Sara wanted to kiss each and every one of his daughters.
She pulled up her toga and stepped down into the sunlight. The sweat on her skin turned to steam in the heat. She had given up longing for fresh clothes. Right now, she’d settle on any part of her body being immersed in clean water.
Dash adjusted the sling. The strap had worn a spot on his neck. He said, “I’ve heard our children are not responding to your ministrations.”
“They’re not responding to the medications,” Sara told him. “Are you sure they’re legitimate? The black market isn’t always—”
“I appreciate your concern, Dr. Earnshaw. Our source wouldn’t sell us bogus goods.”
Our source.
Sara wondered if the source was Beau. If Beau was in custody. If Will knew that Sara was doing her damnedest to reach out to him.
“Whoa there,” Dash said.
Lance had stumbled. Sara did a double-take as he righted himself. Her sentry looked like he should be on his back. Pale complexion, heavy eyelids, shortened breaths. She had heard him running down to his makeshift toilet most of the night.
Sara continued her walk toward the clearing. Lance should really see a doctor. Dysentery killed around one hundred thousand people a year.
Dash said, “Gwen tells me that Adriel had a fitful night.”
“I’m worried that the children are developing a secondary issue. Some kind of virus or bacterial infection.” She ducked as Dash reached past her, but he was only pushing away a branch. “I’d like to check on them again.”
“I’ll make sure you have as much time in the bunkhouse as you need.”

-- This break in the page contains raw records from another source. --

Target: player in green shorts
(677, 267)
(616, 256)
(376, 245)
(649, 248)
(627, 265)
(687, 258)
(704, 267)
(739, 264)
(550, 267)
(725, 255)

“Thank you.” Sara heard her voice crack with gratitude. She cared about the children, but the thought of being freed from her cabin cell was elating. “Benjamin, especially, is not doing well.”
“Gwen would say suffer the children.”
Sara had seen proof that Gwen didn’t care who suffered, so long as it served Dash’s purpose.
He said, “If God does exist, and He knows about the suffering of our precious lambs, then He is no God that I would seek to know.”